2020/08/21
コンビニエンスストア最大手セブン―イレブン・ジャパンは売上高で評価していた人事制度を見直す。オーナー支援など40項目の業務プロセスを重視する。本部主導の画一的な店舗戦略を改め、地域特性に合う店づくりを促す。成長が鈍化するコンビニ業界でのセブンの取り組みは、他の小売りにも影響を与えそうだ。
評価制度の抜本的な変更は1973年の創業以来初めて。店舗経営にかかわる本部社員約3300人が対象で、今冬の賞与から反映する。2019年に24時間営業を巡り一部オーナーと関係が悪化したことを受け、オーナーとの連携を重視する狙いもある。
出店地区を統括する約300人の責任者(エリアマネージャー)の場合、担当地区の売上高や利益の達成度合いが人事評価の7割を占めていたが、これを3割に引き下げる。
その一方でオーナーへの経営助言や売れ筋商品の理解度といった業務プロセスを7割に高めオーナーとの連携を重視する。約3千人の店舗経営相談員でも業績評価の割合を4割から2割に下げ、プロセス重視の比重を高める。
(日本経済新聞 8月14日)
「利は元にあり」という商いの原理に基づけば、フランチャイズ(FC)展開で営むチェーンの場合、加盟店オーナーとの信頼関係が盛衰の鍵である。わかりきった理屈だが、共存共栄を掲げながらも本部・加盟店間のトラブルが絶えない。
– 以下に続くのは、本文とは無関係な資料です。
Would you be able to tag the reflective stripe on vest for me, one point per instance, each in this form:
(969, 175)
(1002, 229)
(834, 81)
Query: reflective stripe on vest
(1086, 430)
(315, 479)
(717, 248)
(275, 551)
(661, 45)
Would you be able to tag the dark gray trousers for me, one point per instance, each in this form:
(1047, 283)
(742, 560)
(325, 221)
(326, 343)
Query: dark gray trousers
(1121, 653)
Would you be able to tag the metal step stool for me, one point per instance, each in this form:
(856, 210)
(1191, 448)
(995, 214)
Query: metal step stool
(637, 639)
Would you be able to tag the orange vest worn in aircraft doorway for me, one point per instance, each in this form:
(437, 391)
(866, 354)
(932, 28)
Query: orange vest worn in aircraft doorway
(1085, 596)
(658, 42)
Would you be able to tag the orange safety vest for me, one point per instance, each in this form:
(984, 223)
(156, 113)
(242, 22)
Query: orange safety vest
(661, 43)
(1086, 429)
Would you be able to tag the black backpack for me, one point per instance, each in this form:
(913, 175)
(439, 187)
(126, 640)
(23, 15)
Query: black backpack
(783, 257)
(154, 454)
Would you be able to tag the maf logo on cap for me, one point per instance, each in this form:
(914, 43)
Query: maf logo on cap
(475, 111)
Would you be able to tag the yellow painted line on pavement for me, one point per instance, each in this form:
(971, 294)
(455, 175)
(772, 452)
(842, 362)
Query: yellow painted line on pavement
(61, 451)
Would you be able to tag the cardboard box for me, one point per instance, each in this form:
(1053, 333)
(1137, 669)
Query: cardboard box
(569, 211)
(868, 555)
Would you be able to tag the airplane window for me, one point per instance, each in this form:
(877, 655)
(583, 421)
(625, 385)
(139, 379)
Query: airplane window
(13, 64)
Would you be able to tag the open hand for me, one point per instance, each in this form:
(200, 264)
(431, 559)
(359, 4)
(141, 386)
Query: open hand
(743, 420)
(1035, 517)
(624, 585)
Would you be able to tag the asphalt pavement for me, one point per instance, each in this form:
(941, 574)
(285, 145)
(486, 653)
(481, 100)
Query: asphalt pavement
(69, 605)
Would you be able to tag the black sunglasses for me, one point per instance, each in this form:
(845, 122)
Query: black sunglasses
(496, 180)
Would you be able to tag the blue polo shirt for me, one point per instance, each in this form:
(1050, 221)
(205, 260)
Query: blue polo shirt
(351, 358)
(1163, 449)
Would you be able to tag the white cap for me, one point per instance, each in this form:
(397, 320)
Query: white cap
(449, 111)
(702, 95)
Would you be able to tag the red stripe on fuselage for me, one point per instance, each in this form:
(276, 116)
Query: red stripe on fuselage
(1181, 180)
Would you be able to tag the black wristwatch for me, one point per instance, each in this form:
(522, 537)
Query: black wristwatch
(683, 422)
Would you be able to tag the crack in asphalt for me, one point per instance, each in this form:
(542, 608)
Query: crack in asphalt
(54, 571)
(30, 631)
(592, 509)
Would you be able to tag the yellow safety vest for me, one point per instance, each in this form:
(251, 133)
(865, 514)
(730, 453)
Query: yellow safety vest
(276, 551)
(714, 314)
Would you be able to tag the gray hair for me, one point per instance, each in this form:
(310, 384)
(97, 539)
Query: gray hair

かつてFCコンサルタントの羽田治光氏が「FCはトラブル産業」と喝破したことがあった。当然、FC関係者からは反論も出たが、一面の真理を突いているのではないか。
コンビニエンスストアの営業時間をめぐる紛争をみても、いまだに本部が加盟店を支配する構図がつづいている。これは本部の経営姿勢もさることながら、本部に有利な内容で組み立てられたFCという仕組みにも由来する。ただ、本部に有利な仕組みでないと加盟店が逸脱した行動におよび、FC全体が揺らいでしまうリスクもあるから、本部・加盟店間の力関係自体はやむをえない。
この現状を踏まえて共存共栄を浸透させるには、本部社員の業務評価でオーナーとの連携を重視するのは必然だろう。